Ecosystems – Pair-It Emergent Reader Activity by Steck-Vaughn

Ecosystems Emergent Reader Activity


Have students preview Ecosystems by reading the chapter titles, studying the maps, and examining several photos and diagrams. Ask them to identify and share facts they learn about each ecosystem. Record the information on the board.


To set a purpose for reading, ask students to read to learn about the plants and animals in each ecosystem. Use questions such as the following to guide the reading:
• What are the roles of producers, consumers, and decomposers? (Ch. 1)
• What is the difference between a deciduous forest and a coniferous forest? (Ch. 2)
• What are some of the ways desert plants get water? (Ch. 4)
• How does the weather change from summer to winter in a tundra ecosystem? (Ch. 6)

WORKSHEET & Sample PDF Activity

Sample PDF Activity


Return to the information from the Before Reading activity. Have students add additional facts for each ecosystem. You may wish to distribute copies of the Comprehension Master on p. 106.

Vocabulary Activity: Group Story
Materials: glossary words
Have students use glossary words to create an oral story. One student begins by using a glossary word in a story-starting sentence. The next student adds another sentence containing a different glossary word. The group continues to add sentences using as many glossary words as possible. Encourage students to refer to the book for help with definitions.

Writing Activity: Dear Friend
Materials: none
Have pairs of students pretend they live in different ecosystems. Tell them to write letters to each other describing their ecosystem. Students should include things they like as well as things they dislike.

ESL Activity: Using Photos and Diagrams
Materials: Ecosystems
Have students look at the photos on p. 5 and point out the labels. Discuss how the photos and labels can help readers understand the text. Ask them to look in their books to find other photos with labels. Then have students look at the diagram on p. 20 and follow the same procedure.


Identifying Sounds of ow
Review the sounds of ow with students. Have them suggest words that contain each sound, such as cow and crow. Write the words on the board as column headings. Have students look in their books to find additional ow words and write them in the appropriate column on the board.

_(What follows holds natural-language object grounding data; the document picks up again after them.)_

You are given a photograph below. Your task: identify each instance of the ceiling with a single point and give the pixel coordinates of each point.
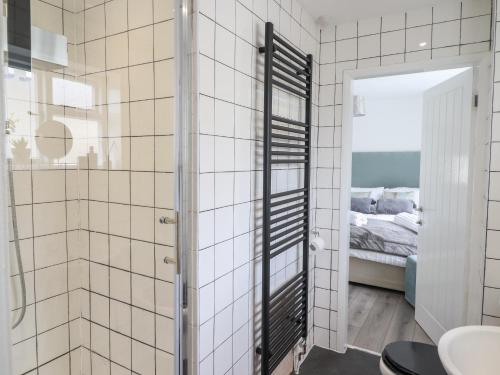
(398, 86)
(339, 11)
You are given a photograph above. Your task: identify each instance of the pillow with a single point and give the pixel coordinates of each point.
(374, 193)
(362, 205)
(412, 194)
(389, 206)
(360, 194)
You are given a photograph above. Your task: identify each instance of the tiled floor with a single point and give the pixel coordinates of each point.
(378, 317)
(326, 362)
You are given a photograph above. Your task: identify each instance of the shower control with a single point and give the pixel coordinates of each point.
(169, 260)
(167, 220)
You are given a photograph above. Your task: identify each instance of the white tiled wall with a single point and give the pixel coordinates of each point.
(46, 209)
(100, 297)
(230, 108)
(127, 49)
(449, 29)
(491, 305)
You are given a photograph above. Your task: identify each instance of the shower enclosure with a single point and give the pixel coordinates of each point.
(92, 187)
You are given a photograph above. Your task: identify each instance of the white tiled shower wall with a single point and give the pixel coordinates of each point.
(230, 107)
(46, 208)
(127, 49)
(93, 247)
(450, 29)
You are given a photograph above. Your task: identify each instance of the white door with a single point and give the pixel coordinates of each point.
(441, 291)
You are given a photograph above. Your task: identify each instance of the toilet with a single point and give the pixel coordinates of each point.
(411, 358)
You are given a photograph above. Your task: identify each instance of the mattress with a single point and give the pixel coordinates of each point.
(375, 256)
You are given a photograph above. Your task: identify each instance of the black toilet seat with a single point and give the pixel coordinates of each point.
(413, 358)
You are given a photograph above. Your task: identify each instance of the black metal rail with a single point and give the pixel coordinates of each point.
(286, 214)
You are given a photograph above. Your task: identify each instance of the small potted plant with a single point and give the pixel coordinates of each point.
(20, 150)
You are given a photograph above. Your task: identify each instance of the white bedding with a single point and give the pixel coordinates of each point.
(378, 257)
(381, 217)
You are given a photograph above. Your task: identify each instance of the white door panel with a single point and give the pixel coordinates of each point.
(441, 293)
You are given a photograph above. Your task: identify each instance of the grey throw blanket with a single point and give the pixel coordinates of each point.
(384, 236)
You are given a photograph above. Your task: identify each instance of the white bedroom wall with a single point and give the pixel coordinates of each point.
(390, 124)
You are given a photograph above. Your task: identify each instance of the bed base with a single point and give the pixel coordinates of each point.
(383, 275)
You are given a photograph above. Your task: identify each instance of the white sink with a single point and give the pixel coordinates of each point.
(472, 350)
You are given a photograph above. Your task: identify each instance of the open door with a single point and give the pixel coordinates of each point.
(443, 240)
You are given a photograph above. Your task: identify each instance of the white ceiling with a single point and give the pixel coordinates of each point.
(402, 85)
(339, 11)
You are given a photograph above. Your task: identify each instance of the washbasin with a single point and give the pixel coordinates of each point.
(471, 350)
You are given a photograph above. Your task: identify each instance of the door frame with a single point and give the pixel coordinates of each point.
(482, 117)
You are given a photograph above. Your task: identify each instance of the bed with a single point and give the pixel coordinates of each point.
(378, 252)
(378, 173)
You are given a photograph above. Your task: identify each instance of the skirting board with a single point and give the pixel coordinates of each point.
(376, 274)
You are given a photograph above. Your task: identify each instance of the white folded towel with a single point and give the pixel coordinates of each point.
(358, 219)
(409, 221)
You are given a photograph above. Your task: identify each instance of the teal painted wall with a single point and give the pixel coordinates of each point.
(387, 169)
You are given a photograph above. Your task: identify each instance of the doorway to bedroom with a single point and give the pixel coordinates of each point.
(410, 140)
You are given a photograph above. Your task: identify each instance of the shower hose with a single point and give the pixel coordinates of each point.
(16, 245)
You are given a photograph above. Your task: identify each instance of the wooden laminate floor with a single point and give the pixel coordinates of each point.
(378, 317)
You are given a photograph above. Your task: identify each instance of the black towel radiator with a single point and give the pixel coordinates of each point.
(285, 214)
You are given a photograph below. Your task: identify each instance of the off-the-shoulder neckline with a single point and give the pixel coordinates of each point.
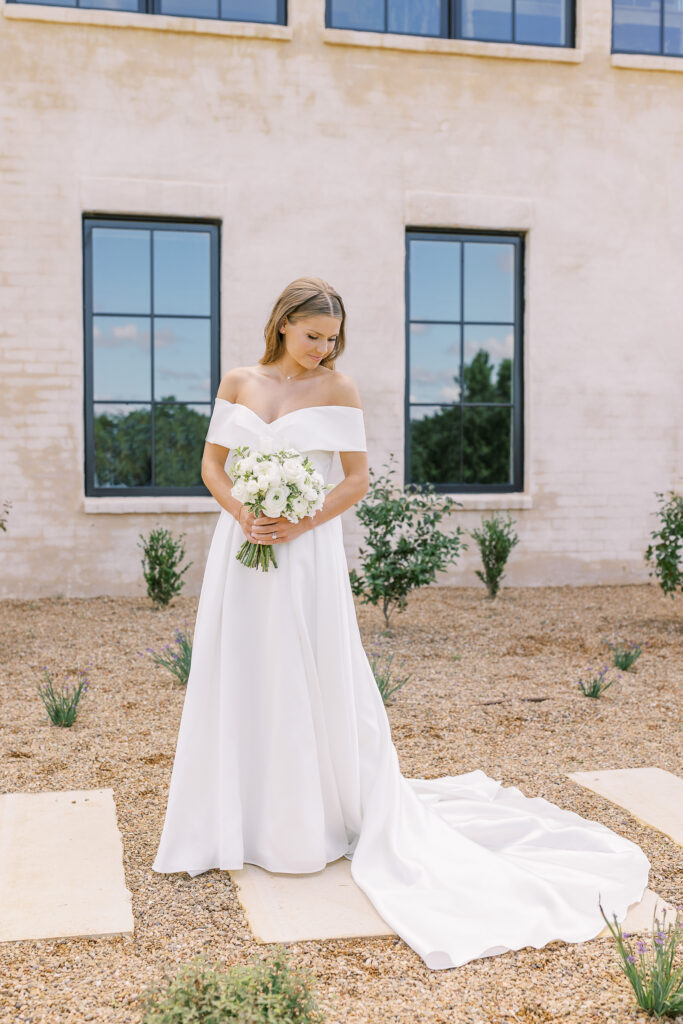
(354, 409)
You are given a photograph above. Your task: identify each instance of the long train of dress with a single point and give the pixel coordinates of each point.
(285, 757)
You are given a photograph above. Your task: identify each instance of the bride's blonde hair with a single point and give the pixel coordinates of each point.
(303, 298)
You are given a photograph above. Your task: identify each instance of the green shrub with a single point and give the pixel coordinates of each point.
(61, 706)
(267, 991)
(162, 555)
(495, 541)
(667, 551)
(406, 549)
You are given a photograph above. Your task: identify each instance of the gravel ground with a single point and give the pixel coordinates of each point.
(464, 652)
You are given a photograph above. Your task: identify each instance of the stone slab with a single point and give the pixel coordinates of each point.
(61, 866)
(328, 904)
(653, 796)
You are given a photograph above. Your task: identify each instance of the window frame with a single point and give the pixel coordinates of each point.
(90, 220)
(452, 11)
(517, 401)
(649, 53)
(154, 7)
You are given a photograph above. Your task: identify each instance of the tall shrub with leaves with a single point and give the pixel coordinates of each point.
(667, 549)
(496, 540)
(404, 548)
(162, 555)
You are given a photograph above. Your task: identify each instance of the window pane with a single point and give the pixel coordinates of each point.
(540, 22)
(486, 19)
(368, 14)
(637, 26)
(434, 280)
(179, 435)
(182, 359)
(120, 270)
(488, 281)
(123, 445)
(182, 279)
(434, 439)
(419, 17)
(487, 371)
(673, 27)
(111, 4)
(193, 8)
(52, 3)
(122, 368)
(249, 10)
(486, 445)
(434, 361)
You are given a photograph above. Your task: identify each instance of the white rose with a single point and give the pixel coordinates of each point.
(273, 472)
(300, 507)
(240, 492)
(293, 471)
(275, 500)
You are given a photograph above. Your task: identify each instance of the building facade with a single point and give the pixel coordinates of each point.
(493, 186)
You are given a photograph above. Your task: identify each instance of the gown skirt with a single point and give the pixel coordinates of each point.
(285, 757)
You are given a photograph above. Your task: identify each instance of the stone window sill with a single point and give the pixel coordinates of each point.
(646, 61)
(157, 505)
(461, 47)
(483, 502)
(159, 23)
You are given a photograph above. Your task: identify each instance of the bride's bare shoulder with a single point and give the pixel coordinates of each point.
(343, 390)
(230, 383)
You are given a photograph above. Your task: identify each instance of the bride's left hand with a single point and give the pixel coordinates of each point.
(264, 526)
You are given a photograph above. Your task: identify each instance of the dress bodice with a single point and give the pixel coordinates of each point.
(317, 431)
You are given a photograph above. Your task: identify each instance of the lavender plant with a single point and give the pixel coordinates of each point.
(596, 685)
(624, 655)
(382, 675)
(178, 658)
(61, 705)
(657, 984)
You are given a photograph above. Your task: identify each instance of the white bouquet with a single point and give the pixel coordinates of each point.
(274, 482)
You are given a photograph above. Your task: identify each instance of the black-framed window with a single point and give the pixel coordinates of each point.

Comprehension: Understanding Text Organization
Ask students to review Ch. 2–6 to determine how the author organized the information. Guide them to identify the map and narrative vignette chapter openers, the text portions with photos and diagrams, and the special features. Ask them why they think the author organized the information this way. Discuss how this organization aids the reader.

Understanding Compound Sentences
Write the following sentence on the board: The air in the understory is damp, and the light is poor. Lead students to discover that a compound sentence consists of two simple sentences joined by a comma and a conjunction. Select a volunteer to underline each simple sentence. Have students look in their books to find two more compound sentences. For additional challenge, ask students to combine two simple sentences in the book into a compound sentence.